Woke up to a heavy frost on everything, especially the tent. Water bottles were partly frozen. Ended up packing the tent in its stuff sack with a nice snow ball in the center. That would later come back to haunt me.

Long day of ups and downs. Nice part about it was there was an amazing view of yet another mountain range with every up. Started bonking about mile 10 with brain fog setting in. Still affected by elevation. Geez. How long does it take to fully acclimate out here? Caught up with Bill and Keith and stopped and ate lunch. Then the storms started rolling in. Amazing how adrenaline can cure brain fog. Just after the CDT split off from the CT, the trail went up and over the final ridge of this 30 mile stretch above treeline. It was thundering and lightening not far to the east. Keith asked, “well, we gonna do it?” Meaning, are we going to head over that ridge with lightening so close? I responded, “we either do it or set up camp here.” We were off. I was just behind him but far enough that he remained at a slightly higher elevation than me. He could be the lightening rod. Bill followed just behind me.

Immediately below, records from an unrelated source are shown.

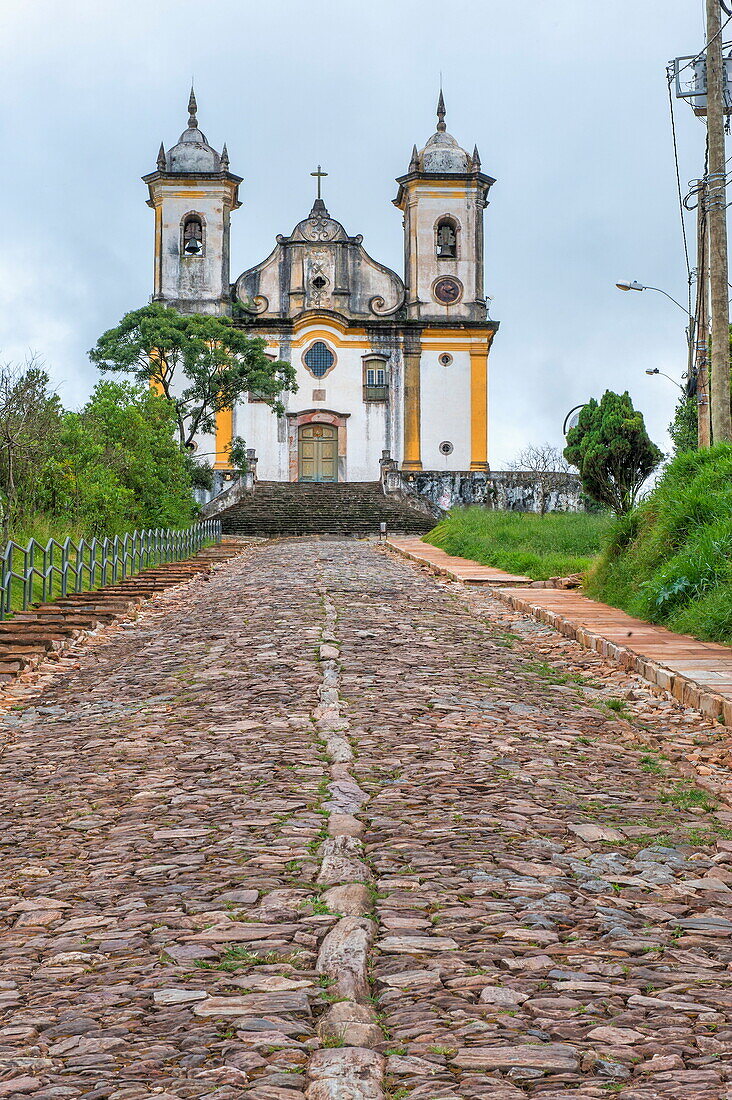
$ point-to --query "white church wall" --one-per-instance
(445, 410)
(369, 426)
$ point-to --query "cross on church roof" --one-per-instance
(319, 174)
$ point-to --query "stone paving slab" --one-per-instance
(328, 826)
(699, 673)
(458, 569)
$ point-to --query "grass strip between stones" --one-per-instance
(348, 1029)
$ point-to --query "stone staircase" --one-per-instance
(46, 630)
(348, 508)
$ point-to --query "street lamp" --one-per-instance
(634, 285)
(656, 371)
(690, 329)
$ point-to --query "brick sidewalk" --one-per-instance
(698, 673)
(315, 828)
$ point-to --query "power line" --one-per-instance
(702, 52)
(678, 184)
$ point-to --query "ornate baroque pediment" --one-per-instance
(319, 266)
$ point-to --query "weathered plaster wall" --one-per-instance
(505, 491)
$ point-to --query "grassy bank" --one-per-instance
(670, 561)
(522, 542)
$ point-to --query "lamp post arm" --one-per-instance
(658, 290)
(663, 373)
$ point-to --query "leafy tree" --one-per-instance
(201, 364)
(119, 465)
(237, 451)
(612, 451)
(684, 428)
(30, 425)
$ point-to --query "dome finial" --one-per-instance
(440, 112)
(193, 109)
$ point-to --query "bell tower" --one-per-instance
(193, 194)
(443, 197)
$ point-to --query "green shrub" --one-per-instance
(523, 542)
(670, 561)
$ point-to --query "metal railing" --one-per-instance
(37, 572)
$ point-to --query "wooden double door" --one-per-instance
(317, 453)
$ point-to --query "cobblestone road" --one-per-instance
(316, 828)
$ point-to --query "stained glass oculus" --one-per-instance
(318, 359)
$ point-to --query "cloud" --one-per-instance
(567, 102)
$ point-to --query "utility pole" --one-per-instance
(717, 222)
(701, 325)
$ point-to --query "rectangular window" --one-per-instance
(375, 381)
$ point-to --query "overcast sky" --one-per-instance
(566, 99)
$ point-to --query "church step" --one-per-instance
(282, 508)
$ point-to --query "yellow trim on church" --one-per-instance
(224, 437)
(479, 409)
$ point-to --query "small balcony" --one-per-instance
(375, 393)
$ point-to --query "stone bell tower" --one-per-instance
(443, 196)
(193, 194)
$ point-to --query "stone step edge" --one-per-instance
(206, 559)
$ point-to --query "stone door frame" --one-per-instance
(297, 420)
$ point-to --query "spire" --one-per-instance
(193, 108)
(440, 112)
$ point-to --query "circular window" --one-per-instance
(447, 289)
(318, 359)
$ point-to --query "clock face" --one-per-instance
(447, 290)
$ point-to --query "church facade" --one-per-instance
(389, 366)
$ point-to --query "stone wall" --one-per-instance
(506, 491)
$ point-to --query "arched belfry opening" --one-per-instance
(193, 235)
(446, 239)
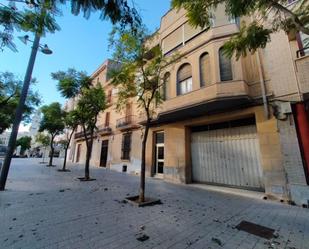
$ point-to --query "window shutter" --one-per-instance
(205, 70)
(107, 118)
(191, 31)
(166, 86)
(225, 67)
(184, 72)
(173, 40)
(126, 146)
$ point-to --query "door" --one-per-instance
(227, 156)
(104, 153)
(159, 154)
(160, 159)
(78, 152)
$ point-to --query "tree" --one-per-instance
(71, 124)
(44, 140)
(274, 15)
(139, 76)
(10, 89)
(11, 19)
(90, 102)
(24, 142)
(53, 123)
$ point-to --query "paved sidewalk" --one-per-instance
(43, 208)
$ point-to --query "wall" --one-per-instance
(178, 158)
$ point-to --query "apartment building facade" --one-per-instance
(238, 123)
(118, 135)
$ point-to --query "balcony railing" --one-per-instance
(302, 65)
(302, 52)
(79, 135)
(104, 130)
(127, 122)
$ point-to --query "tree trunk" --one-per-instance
(88, 155)
(52, 152)
(143, 164)
(66, 151)
(65, 159)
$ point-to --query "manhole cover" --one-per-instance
(258, 230)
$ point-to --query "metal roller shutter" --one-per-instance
(229, 156)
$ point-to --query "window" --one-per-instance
(173, 40)
(205, 79)
(166, 83)
(225, 66)
(109, 96)
(184, 79)
(107, 118)
(126, 146)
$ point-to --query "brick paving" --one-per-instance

We made it up and over without getting struck by lightening and down into a seriously narrow gorge. Bill and Keith opted to call it quits at a flat area by an old mining cabin. I was feeling good again (probably from the remaining lightening induced adrenaline in my system!) and wanted to get more miles in so I could get in to Silverton by noon the next day.

I climbed down the gorge over boulder fields and steep rocky descents. Got down below treeline and found a descent campsite where I emptied out my pack and found everything at the bottom half soaked. That snowball from the morning frost had melted and everything in the bottom of the pack was in a puddle. Laid it all out and everything was dry by morning.